Riding in Cars With Boys

Everything I need to know about teenagers, I learned during a six-hour van ride across California. I was tasked with taking four 14-year-old boys to a military camp 330 miles down Hwy 5. I thought that a 6am start would mean they would be sleepy. I was very wrong. They did not stop talking. They read every street sign, every vanity plate, every billboard. They talked about guns, knives, farting, extreme sports, passing luxury cars, internet videos and told the worst jokes I have ever heard. But I was most surprised by the close-mindedness they showed. During one of their conversations, one of the boys made a comment that he would never buy a Toyota because he wanted to “own an American-made car that they hadn’t messed with.” “They”, to him, were foreigners trying to “steal our jobs and take our livelihood.”

Children are sponges. From the moment of birth, they will mimic whatever behavior they see and something will register that this is the norm. Not only in human young but in animals as well. One might say that two parties fight like “cats and dogs” but if a kitten and a puppy grow up together, they will not fall under that stereotype because they were raised learning a different norm. Cats and dogs raised separately and then thrust together usually do not fare as well.
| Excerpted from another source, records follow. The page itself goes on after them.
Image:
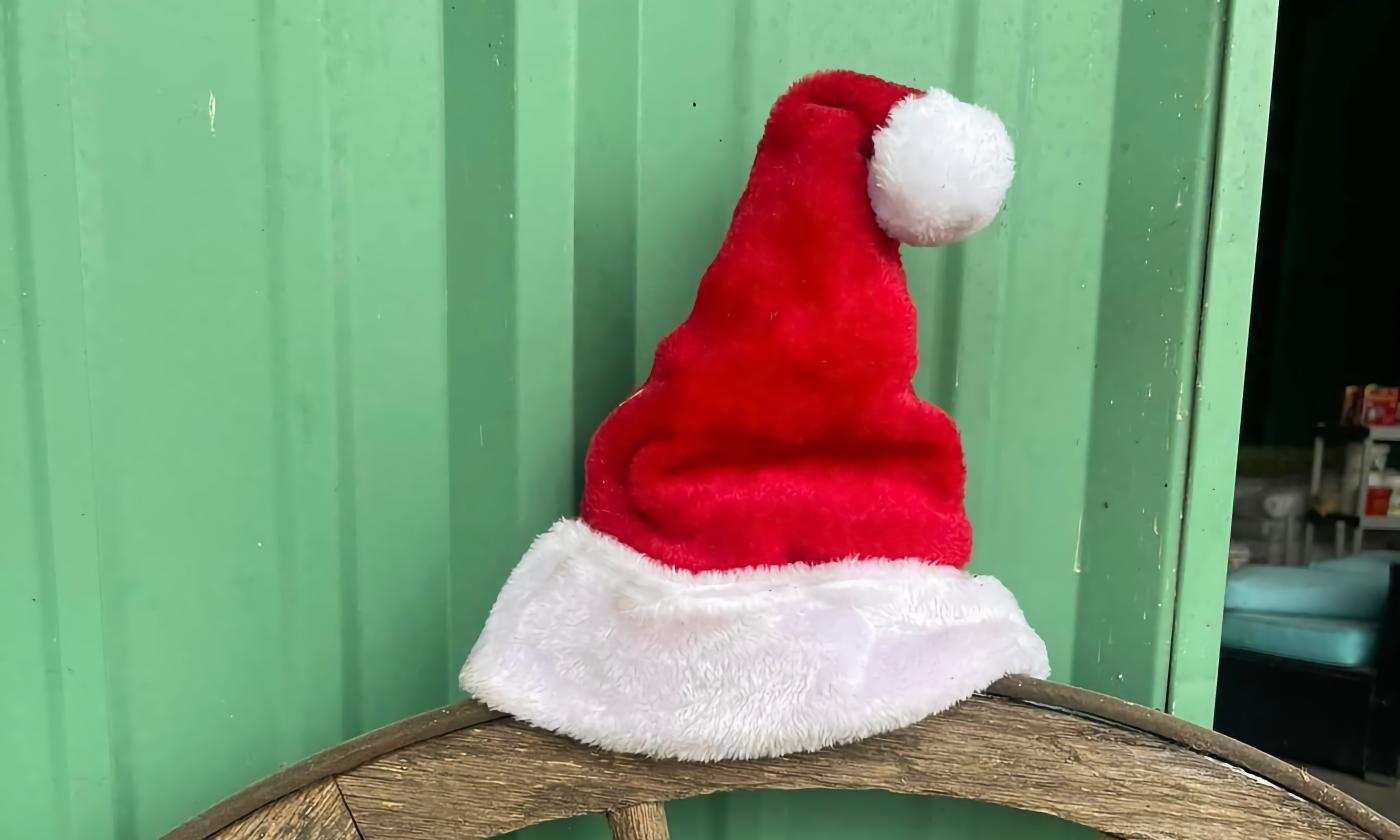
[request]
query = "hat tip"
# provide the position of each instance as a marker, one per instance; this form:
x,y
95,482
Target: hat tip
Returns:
x,y
940,170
It is the same with children.

It’s not bad for children to pick up on things like human emotions, common sense or an accent. In fact, these things are encouraged.

But what about politics, religion and stereotypes? It’s entirely possible that the young man in the above anecdote decided for himself that he would only buy vehicles made in the good old US of A, but I’d bet you a shiny half-dollar that he was simply repeating a sound bite from a parent, a teacher or even a TV show. And I’ll match that bet and say that this probably isn’t a new idea for him and he didn’t just hear it yesterday.
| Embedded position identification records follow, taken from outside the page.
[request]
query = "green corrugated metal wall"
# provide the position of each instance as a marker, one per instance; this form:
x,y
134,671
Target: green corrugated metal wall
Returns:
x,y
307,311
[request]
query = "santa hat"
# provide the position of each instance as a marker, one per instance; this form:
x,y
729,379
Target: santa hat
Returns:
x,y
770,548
Little pitchers have big ears. And just to make the analogy more complicated, one must be careful with what one puts in that pitcher. The only catch is… the parent isn’t the only one filling. We all (journalists) have a ladle and whether or not we know it, we’re adding whatever juice works for us.

Tokenism: Is it just me?

The popular cartoon, South Park, is now in its 16th season on TV. Even though I watch the show infrequently, one character has always been brought up in my presence: Token.
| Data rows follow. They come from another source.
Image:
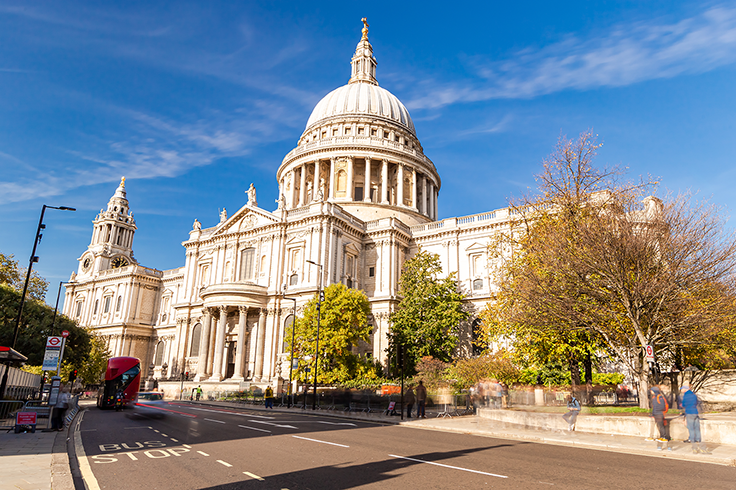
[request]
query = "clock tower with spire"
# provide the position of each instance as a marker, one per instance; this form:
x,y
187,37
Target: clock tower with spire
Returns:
x,y
112,238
The Token character is so named because he is the only regular black character on the program. Tokenism is making an effort to include at least one member of a minority into a predominantly majority-heavy area.

But what does that have to do with me? My dad is white and my mom is black, but out of 6 girls, I’m the only one that “looks black”. One day, someone told me at lunch: I didn’t hang out with other black people. “Hah! That’s ridiculous!” I laughed it off and looked around. It was true. I had friends from India, Alaskan villages, and white friends, but that’s when I first heard that I was the Token Black of my group

After that, I looked around a lot. Was I the only black person in this board meeting? Yes. On this broomball team? Yes. In this classroom? Well, not always. The point is that I was looking. Was I really color blind before?

I’m  categorizing people based purely on their skin color because of something that was brought up over lunch. But did I do it before? Perhaps unconsciously as a kid. And that’s what I want to find out with this blog. Children are natural sponges in this world. Is there a difference between what is taught outright, what is subliminally taught and what children understand by themselves? More importantly, are any of those options considered “good” or “bad”?